Coming along the top of the hill, you see the blue and white banding on the left edge of the turn, and then… nothing. The lip of the hill reveals no clue as to where the remainder of the track lies, or where you need to be on it. What’s more, you enter in a tight left turn that needs to be far tighter than the approach would suggest. Anything less than full commitment to the turn, and you’ll hurtle into the sand runoff on the right-hand side of the track. Immediately over the ridge, and you need to plunge into a hard right to keep on the track. Successfully riding the Corkscrew is nothing less than an exercise in faith and blind trust — literally. And I was doing the turn at about 80 km/h, while racers do it at more than 200.

From the Corkscrew, you descend back down into the lakebed, around a left hand turn and then a right until you have one final, sweeping hairpin that separates you from the home straight. Opening up full, and we hurtled to our fastest speed on the track — all of about 125 km/h. Top speed in an actual race is often more than 300 through this same stretch. Our limitation wasn’t any caution on our part or limitation on the part of the race track organizers, however. It was simply as fast as you could get to before prudence and a healthy sense of self-preservation demanded that you start breaking heavily for the imminent tight hairpin that represents Turns 1 and 2. From top gear down to second, and with the bike leaned over at what felt like a ridiculous angle, we approached the sweeping right-hander that was Turn 3, followed by a similar right-hand bank at Turn 4. Lastly, a left-hand bend at the top of a gentle uphill rise brought us back to the point where we started. And I get to do this two more times!
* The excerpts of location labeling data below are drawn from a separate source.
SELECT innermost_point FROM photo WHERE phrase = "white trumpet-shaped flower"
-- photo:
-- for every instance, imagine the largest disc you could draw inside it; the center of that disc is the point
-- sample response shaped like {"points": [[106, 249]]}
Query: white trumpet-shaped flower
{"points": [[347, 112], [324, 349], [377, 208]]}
What is astonishing, and not really obvious until you actually ride on it, is how narrow the track actually is. To leverage a (relatively) speedy motorcycle around the circuit, you are quite literally using most of the available track surface. There is a fairly narrow range of pavement that represents a safe line to follow. On the last lap before we were unceremoniously booted off so that the Honda riders could go out, I was leaning over further than I’d felt I had yet on the turns. And I’m doing nowhere near the speed that racers travel at. Nor was I jockeying for position to pass everyone else (although I did manage to pass a couple of slower riders). My respect for what actual racers take on in riding this circuit just went up immeasurably. I love motorcycling, without question. What it takes to race a motorcycle successfully, however, is something else entirely.

All of this, and I haven’t yet had my first cup of coffee of the day. Leaving the track, I head back through the backroads of Laguna Seca to the exit. This time, however, I’m going out the front gates, not the back ones. A steep descent into the valley, a right-hand turn on Highway 68 and I blend in with the rest of the traffic. While I may look like every other motorcyclist on the road (and there are certainly a lot of them here) this ride feels very different. Alessandro and I have been amongst the few that have actually ridden the circuit at Laguna Seca. We’ve launched ourselves down the Corkscrew and lived to tell the tale. We’ve ridden the same track that countless legends of motorcycle racing have pitted themselves against. And unlike the racers, we’ve then gone into Carmel to hunt for a good Americano. It doesn’t get much better than this.